The Company also offers certain employees the opportunity to participate in a non-qualified deferred compensation
program. Eligible participants are allowed to defer up to $20 thousand of eligible compensation per year. The Company
matches employee contributions equal to 25%, up to a maximum of $5 thousand per plan year. A participant's deferrals,
together with Company matching credits, are “invested” at the direction of the employee in a hypothetical portfolio of
investments which are tracked by an administrator. Each participant is fully vested in their deferred compensation and vest in
Company matching contributions over a four-year period at 25% per year. The amounts accrued under this plan were $34
million and $30 million at December 31, 2013 and 2012, respectively. The Company purchases life insurance policies, with the
Company named as beneficiary of the policies, for the purpose of funding the program's liability. The cash surrender value of
such life insurance policies was $29 million and $25 million at December 31, 2013 and 2012, respectively.
For the years ended December 31, 2013, 2012 and 2011, the Company's expense for matching contributions to these
plans were not material.
17. RELATED PARTY TRANSACTIONS
At December 31, 2010, GSK beneficially owned approximately 18% of the outstanding shares of Quest Diagnostics
common stock. On January 31, 2011, the Company agreed to repurchase from SB Holdings Capital Inc., a wholly-owned
subsidiary of GSK, approximately one-half of GSK's ownership interest in the Company, or 15.4 million shares of the
Company's common stock, at a purchase price of $54.30 per share for $835 million (the “Repurchase”).
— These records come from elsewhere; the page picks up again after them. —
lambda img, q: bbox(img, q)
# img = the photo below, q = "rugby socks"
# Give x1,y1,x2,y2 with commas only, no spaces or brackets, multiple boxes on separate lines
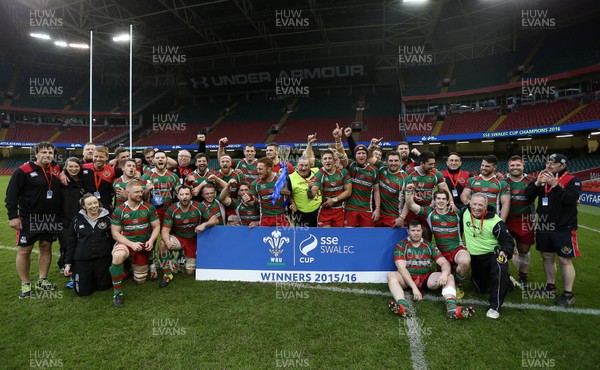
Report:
109,264,125,296
159,252,172,276
518,272,528,281
445,297,457,312
396,298,409,307
546,283,556,291
563,290,573,297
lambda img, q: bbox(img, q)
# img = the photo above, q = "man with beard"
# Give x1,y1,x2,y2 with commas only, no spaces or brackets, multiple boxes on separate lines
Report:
112,147,130,169
287,156,321,227
81,146,122,213
113,159,138,209
218,180,261,227
442,152,471,207
215,155,244,201
141,151,180,223
525,154,582,307
110,181,160,307
81,142,96,165
404,151,452,240
310,149,352,228
158,186,205,287
462,193,514,319
460,154,510,222
374,151,408,228
405,184,470,298
505,156,535,289
250,157,291,227
387,220,474,319
6,141,63,298
396,141,420,172
336,132,380,227
190,153,215,201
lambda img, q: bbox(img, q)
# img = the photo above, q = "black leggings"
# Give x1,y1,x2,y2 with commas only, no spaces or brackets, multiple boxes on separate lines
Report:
73,256,112,296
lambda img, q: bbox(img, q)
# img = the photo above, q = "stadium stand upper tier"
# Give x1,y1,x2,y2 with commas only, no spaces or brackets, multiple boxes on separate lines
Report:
439,110,499,135
495,99,579,131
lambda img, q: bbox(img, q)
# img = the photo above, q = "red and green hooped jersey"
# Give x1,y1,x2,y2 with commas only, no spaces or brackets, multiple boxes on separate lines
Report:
113,176,135,208
346,160,378,212
111,201,158,243
141,169,179,206
406,168,444,206
394,237,443,276
313,167,350,209
199,200,225,225
235,159,259,182
231,198,260,225
216,170,244,199
465,174,509,211
163,201,202,239
378,167,407,217
250,176,286,216
417,206,462,252
506,174,535,221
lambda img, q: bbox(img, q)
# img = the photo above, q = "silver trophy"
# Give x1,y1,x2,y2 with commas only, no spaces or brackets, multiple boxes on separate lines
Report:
279,145,291,166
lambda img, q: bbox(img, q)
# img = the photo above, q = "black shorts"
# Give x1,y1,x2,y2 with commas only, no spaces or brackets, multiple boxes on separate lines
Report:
536,230,580,258
16,215,60,247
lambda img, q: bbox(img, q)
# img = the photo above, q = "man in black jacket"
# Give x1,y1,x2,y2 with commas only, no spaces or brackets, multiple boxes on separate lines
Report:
462,192,514,319
6,142,64,298
525,153,582,307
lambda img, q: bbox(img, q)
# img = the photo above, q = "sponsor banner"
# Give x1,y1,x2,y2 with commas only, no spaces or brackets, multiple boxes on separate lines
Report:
580,191,600,207
196,227,407,283
188,58,373,93
407,120,600,143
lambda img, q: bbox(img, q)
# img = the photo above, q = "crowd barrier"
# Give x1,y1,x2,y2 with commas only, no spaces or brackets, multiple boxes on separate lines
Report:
196,227,408,283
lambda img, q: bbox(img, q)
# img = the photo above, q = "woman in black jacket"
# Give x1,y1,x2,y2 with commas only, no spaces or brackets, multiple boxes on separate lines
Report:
63,193,114,296
58,157,84,273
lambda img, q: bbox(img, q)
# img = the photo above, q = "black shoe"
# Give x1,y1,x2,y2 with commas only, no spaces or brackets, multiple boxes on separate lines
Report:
159,274,173,288
556,293,575,307
112,293,124,307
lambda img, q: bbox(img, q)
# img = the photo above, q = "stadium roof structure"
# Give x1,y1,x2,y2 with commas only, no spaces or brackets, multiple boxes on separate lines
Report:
1,0,599,80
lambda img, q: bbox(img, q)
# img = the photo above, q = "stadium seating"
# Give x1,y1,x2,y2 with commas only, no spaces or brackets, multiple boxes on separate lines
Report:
4,123,58,142
275,118,345,143
135,123,209,146
208,120,273,144
564,100,600,124
0,158,27,175
496,100,578,131
439,110,498,135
In a separate transaction on January 31, 2011, GSK agreed to sell in an underwritten offering to the public, its
remaining ownership interest in the Company, or 15.4 million shares of the Company's common stock (the “Offering”). The
Company did not sell any shares of common stock in the Offering, which closed on February 4, 2011, and did not receive any
of the proceeds. Subsequent to the Repurchase and the Offering, GSK no longer beneficially owned any shares of Quest
Diagnostics common stock.
18. COMMITMENTS AND CONTINGENCIES
Letter of Credit Lines and Contractual Obligations
The Company has a line of credit with a financial institution totaling $85 million for the issuance of letters of credit
(the “Letter of Credit Line”). The Letter of Credit Line, which is renewed annually, matures on November 18, 2014.
In support of its risk management program, to ensure the Company’s performance or payment to third parties, $59
million in letters of credit were outstanding at December 31, 2013. The letters of credit primarily represent collateral for current
and future automobile liability and workers’ compensation loss payments.